Custer’s Revenge    

The Outdated American Male Raping The Noble Native American Princess

Serving as a history lesson, the player takes control of a nude General Custer, save for his hat, boots, and neckerchief, as he dodges the arrows to reach the naked squaw tied to a cactus at the other end of the screen. Despite having what appears to be a John Holmes level of endowment, Custer is able to maintain a full erection which he uses to plow the captured lady.

This game was truly ahead of its time, allowing players to take control of a would be predator. Sure, the General is able to have his fun, but sooner or later an arrow will pierce him right in his bony old behind, causing him to literally jump out of his boots. These arrows symbolize the coming storm of womyn in pink hats neglecting their children to go out and march for a cause that people today are still not entirely clear on.


Time’s Up

Mystique was a company truly ahead of its time. One that dared to stand up to the powers at be in order to suck all of the poisonous venom from the cobra that choked many womyn unprepared for such an encounter.
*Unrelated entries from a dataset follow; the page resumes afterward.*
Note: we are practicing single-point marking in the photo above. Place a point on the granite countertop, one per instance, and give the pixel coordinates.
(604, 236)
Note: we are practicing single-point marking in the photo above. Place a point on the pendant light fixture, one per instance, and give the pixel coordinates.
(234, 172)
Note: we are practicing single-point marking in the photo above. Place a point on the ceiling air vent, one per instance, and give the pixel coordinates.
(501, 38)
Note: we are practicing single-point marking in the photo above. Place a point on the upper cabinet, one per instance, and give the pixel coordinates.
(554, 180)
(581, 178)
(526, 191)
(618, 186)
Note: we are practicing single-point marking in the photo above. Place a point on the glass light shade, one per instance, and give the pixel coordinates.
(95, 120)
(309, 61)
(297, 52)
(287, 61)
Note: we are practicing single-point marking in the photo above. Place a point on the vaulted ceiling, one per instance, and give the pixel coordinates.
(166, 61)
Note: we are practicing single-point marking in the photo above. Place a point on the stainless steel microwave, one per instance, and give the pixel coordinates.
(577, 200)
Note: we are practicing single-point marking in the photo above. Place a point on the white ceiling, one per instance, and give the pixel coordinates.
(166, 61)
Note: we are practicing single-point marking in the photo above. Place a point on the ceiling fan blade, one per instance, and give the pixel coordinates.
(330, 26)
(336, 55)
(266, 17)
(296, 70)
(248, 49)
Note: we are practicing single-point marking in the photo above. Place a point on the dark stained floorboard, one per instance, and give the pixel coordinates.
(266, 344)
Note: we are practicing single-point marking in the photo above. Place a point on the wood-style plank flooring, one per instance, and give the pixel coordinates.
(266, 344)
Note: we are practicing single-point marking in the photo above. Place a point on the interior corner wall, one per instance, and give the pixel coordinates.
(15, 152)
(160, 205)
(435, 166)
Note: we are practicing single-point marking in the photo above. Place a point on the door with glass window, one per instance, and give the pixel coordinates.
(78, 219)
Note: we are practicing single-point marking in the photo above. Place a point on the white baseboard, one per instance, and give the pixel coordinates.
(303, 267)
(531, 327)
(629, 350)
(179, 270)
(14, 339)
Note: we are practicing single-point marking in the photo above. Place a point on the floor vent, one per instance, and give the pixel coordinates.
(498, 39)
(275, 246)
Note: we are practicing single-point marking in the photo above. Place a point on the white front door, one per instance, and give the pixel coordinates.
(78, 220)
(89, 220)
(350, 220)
Sadly, the company would not survive the Video Game Crash of 1983 and the rights to these games were sold.

If it were not for this industrious, pioneering company, though, figures like Nolan Bushnell would be allowed to collect meaningless accolades that would otherwise have gone unnoticed. Thankfully, we live in a time where the standards of today are retroactively applied to previous generations.